A principios del siglo XIX, el sistema colonial de “castas” se mantuvo firme en su lugar. El sistema organizaba la vida social, religiosa, política y económica en papeles predeterminados y fijos basados en los factores de nacimiento y etnicidad. El sistema no sólo determinó el trabajo para los 500,000 habitantes de la península de Yucatán, sino que estableció las tasas de impuestos y tributos al estado y a la Iglesia.


Para los mayas de Yucatán, el sistema de castas amenazó a cada aspecto de comunidad, especialmente su agricultura tradicional, la milpa. Muchos mayas fueron forzados a trabajar en el sistema de las haciendas, en el cual el patrón español obligó a los indígenas locales a trabajar sin salario en un estado de peonaje de deuda. La Iglesia Católica era uno de los terratenientes hacendados más importantes.

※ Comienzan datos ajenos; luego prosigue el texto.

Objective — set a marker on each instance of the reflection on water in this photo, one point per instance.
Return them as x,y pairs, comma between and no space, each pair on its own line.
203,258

Aunque gran parte de México se alejó del sistema de castas y haciendas después de haber ganado la independencia de España en 1821, en Yucatán elementos de este sistema colonial persistieron, preparando el escenario para la Guerra de Castas en 1847. El sistema de haciendas se transformó en uno de plantaciones de caña de azúcar y la fibra vegetal henequén, lo cual también necesitaba mano de obra abundante y barata, y acceso a terrenos tradicionalmente controlados por los mayas.